ꨄ C͟a͟p̲i͟t͟o͟l͟o͟ d͟i͟e͟c͟i͟ ꨄ
E 'fanculo, pensò. Ren aveva appena convenientemente parcheggiato davanti a un piccolo bar con l'insegna lampeggiante - chapeau era il nome - costeggiando un marciapiede sdrucciolato. Charlotte aprì lo sportello e scese dalla macchina.
Quasi scivolò interamente in un tombino a bordo strada a cui mancava il coperchio. L'abominevole Charlotte delle fogne, era l'unica disgrazia che mancava ancora da spuntare nella sua lista "come vivere la vita al meglio".
Strinse più forte il giubbotto tra le sue braccia. In qualche modo, un po' di quello strano odore era ancora incastrato nella stoffa e le dava un minimo di strana sicurezza in più.
Si riprese in fretta. «Invece possono», scattò - sbattendosi la portiera alle spalle. Stava cercando di dirlo più a sé stessa, che a Ren. L'autista rimise in moto e si allontanò, mentre lei ancora si guardava attorno, cercando di capire cosa non andasse in quella strada. Qualcosa era strano.
Ci mise un po' a rendersene conto. E lo fece solo quando si voltò verso il lato opposto della strada. Un'insegna farmaceutica verde ronzava e si illuminava come una luce a led, ma ad intermittenza, come se stesse per spegnersi. Un poster era stato strappato dal muro di una casa.

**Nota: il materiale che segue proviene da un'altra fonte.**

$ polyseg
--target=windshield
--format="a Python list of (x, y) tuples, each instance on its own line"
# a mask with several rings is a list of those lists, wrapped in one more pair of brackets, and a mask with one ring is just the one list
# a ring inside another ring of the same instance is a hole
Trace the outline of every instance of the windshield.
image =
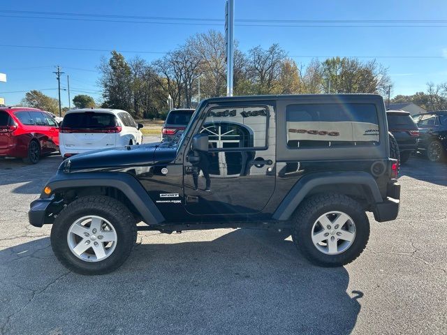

Le casette a schiera non sembravano affatto case di Adell - non dell'Adell che conosceva lei, almeno. Assolutamente non di Random Lake.
Le pareti erano di piccole pietre grigiastre, uno stile un po' antiquato, simile a un piccolo sobborgo. Vecchi cavi della corrente e di panni da stendere correvano da una grondaia mezza arrugginita all'altra.
La strada, ora che la guardava bene, sembrava un acciottolato sfondato, più che una vera strada. Questo spiegava l'ondeggiare della macchina.
Una gru rossa fiammante, a cui si erano intrecciati rampicanti, era ferma accanto a un cantiere - che era in realtà una specie di cupola a vetrate, simile a un dipinto trasparente, sorretta da colonne, pareti e supporti di legno. Della segatura era sparpagliata sul terreno lì vicino.
Suddetta segatura formava un cerchio attorno all'edificio in costruzione nel cantiere, come faceva il veleno che Norah lasciava attorno alla casa, per le formiche coraggiose che sopravvivevano al freddo di Adell.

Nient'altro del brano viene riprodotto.